The fact that their price keeps increasing makes them now completely uninteresting to me.
Unfortunately this kind of phenomena happens all the time in the wine world and I fully agree with Juergen that every time it happens it is a bad day for wine lovers.
I looked back over old email offers and the price (at least in NYC) for hubacker and kirschpiel are literally unchanged since the 2010 vintage. Sort of blows up this story…yes prices for the higher gg are probably up if you can find them.

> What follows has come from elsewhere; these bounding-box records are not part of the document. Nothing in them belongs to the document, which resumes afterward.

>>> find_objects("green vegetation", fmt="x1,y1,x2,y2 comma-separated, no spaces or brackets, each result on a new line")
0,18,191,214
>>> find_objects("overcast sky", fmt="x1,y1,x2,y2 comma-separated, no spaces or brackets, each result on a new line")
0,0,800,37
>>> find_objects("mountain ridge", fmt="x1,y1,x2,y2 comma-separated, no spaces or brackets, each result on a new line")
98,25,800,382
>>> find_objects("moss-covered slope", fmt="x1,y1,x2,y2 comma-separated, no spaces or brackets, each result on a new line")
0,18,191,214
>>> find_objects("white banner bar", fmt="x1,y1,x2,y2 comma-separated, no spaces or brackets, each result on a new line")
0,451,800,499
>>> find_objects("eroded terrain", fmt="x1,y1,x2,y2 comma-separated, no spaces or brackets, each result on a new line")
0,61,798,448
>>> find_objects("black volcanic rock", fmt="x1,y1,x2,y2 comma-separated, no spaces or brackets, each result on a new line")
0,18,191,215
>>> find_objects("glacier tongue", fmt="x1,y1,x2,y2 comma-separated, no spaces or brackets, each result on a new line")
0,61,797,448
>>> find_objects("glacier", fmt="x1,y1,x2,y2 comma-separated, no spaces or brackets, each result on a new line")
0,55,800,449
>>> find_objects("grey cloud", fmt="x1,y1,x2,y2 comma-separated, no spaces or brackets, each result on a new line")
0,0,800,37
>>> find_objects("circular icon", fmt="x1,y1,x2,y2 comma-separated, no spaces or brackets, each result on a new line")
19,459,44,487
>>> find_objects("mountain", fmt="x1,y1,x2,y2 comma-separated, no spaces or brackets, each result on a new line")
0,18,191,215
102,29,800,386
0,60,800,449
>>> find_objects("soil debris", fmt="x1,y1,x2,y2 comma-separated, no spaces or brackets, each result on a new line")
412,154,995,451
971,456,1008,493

But imagine if coche meursault was the same release price as 7 years old?
i’m not sure where you were getting your keller, but sounds like crush? wallys offered 15 kirchspiel at $50 a bottle. i have paid as little as $90 for mags of kirchspiel, only within the past couple of years. how has the price not moved? convive had 15 and 16 kirchspiel at $62 which was as high as i have paid for it.

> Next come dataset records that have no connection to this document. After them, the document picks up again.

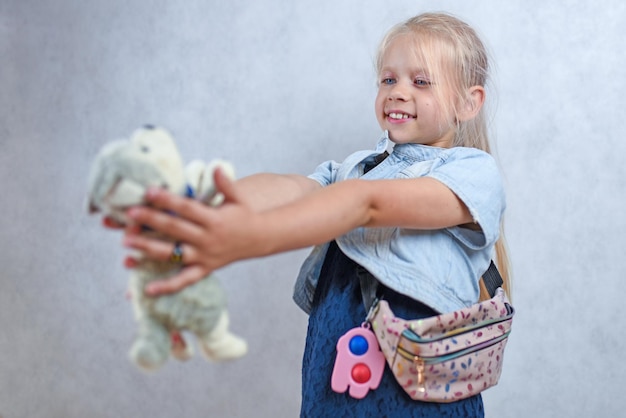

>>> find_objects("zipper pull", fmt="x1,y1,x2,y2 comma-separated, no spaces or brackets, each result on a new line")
413,356,426,393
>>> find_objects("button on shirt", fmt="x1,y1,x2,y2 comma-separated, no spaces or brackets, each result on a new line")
294,135,505,313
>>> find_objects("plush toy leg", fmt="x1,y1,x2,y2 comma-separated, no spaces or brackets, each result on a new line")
200,311,248,361
129,318,171,371
171,331,193,361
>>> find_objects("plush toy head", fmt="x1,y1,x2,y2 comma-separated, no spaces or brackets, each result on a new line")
89,126,247,370
89,126,186,223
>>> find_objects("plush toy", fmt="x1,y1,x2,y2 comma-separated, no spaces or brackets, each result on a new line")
89,126,247,370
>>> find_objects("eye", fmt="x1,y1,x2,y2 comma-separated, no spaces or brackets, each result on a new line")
413,77,432,87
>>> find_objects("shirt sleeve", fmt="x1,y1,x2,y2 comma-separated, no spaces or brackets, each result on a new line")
307,161,341,187
427,147,506,250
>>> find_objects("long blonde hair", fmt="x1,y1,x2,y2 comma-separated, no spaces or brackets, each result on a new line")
376,13,511,300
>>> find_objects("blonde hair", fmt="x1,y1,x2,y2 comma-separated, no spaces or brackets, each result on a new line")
376,13,511,300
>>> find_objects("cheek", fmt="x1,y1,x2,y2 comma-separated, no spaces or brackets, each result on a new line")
374,94,385,116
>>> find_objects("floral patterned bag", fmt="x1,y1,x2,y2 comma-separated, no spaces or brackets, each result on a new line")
368,266,514,402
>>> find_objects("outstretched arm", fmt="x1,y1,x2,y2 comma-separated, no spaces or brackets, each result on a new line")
125,168,472,294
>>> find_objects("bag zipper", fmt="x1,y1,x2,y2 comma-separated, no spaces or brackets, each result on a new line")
396,331,511,393
402,313,513,343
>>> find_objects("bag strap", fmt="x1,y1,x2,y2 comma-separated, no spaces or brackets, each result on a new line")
483,260,504,297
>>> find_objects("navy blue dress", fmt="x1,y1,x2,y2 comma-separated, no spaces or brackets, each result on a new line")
300,242,484,418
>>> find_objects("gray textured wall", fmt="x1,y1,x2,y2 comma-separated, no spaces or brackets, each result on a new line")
0,0,626,418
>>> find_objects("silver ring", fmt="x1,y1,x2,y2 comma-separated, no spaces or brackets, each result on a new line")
169,242,183,264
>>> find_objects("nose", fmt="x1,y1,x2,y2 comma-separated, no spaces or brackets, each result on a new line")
387,83,408,101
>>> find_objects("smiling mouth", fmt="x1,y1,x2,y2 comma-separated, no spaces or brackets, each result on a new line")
387,112,413,120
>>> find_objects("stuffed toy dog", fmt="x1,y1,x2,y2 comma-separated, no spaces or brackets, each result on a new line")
88,126,247,370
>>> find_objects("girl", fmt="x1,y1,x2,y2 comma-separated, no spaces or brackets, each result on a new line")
120,14,507,417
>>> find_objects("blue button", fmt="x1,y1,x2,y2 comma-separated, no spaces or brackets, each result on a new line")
349,335,369,356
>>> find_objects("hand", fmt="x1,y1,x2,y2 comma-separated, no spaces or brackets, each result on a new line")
124,170,262,296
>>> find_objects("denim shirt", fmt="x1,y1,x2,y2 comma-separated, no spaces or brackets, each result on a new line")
294,135,505,313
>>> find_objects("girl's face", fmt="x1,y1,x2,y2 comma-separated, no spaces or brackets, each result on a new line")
375,35,454,148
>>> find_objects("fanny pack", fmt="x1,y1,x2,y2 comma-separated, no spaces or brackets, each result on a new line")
331,262,514,403
368,263,514,402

I don’t know that I could identify a Keller specifically…but I bet if you throw 10 GG’s that are from 2007 Keller is going to be at the top of my preference in the group. That’s not to say that there aren’t other wines I like…but even those are getting hard to find.
It depends on the importer, distributor, and retailer and how much each of them are marking up the wines. Sounds like Keller isn’t getting marked up at Wally’s like they are at other places…that’s awesome. I know I get great pricing from where I buy them and they’re more expensive that that by a long shot…but I think buying from the same place is going to be really important until they’re outside of my comfort zone in pricing…
Lots of talk about dry wines here, but to my mind Keller are producing Kabinett in a style rarely found these days, alongside Julian Haart and one or two others. I adore the style and see no reason why the wines should obey the traditional pricing hierarchy.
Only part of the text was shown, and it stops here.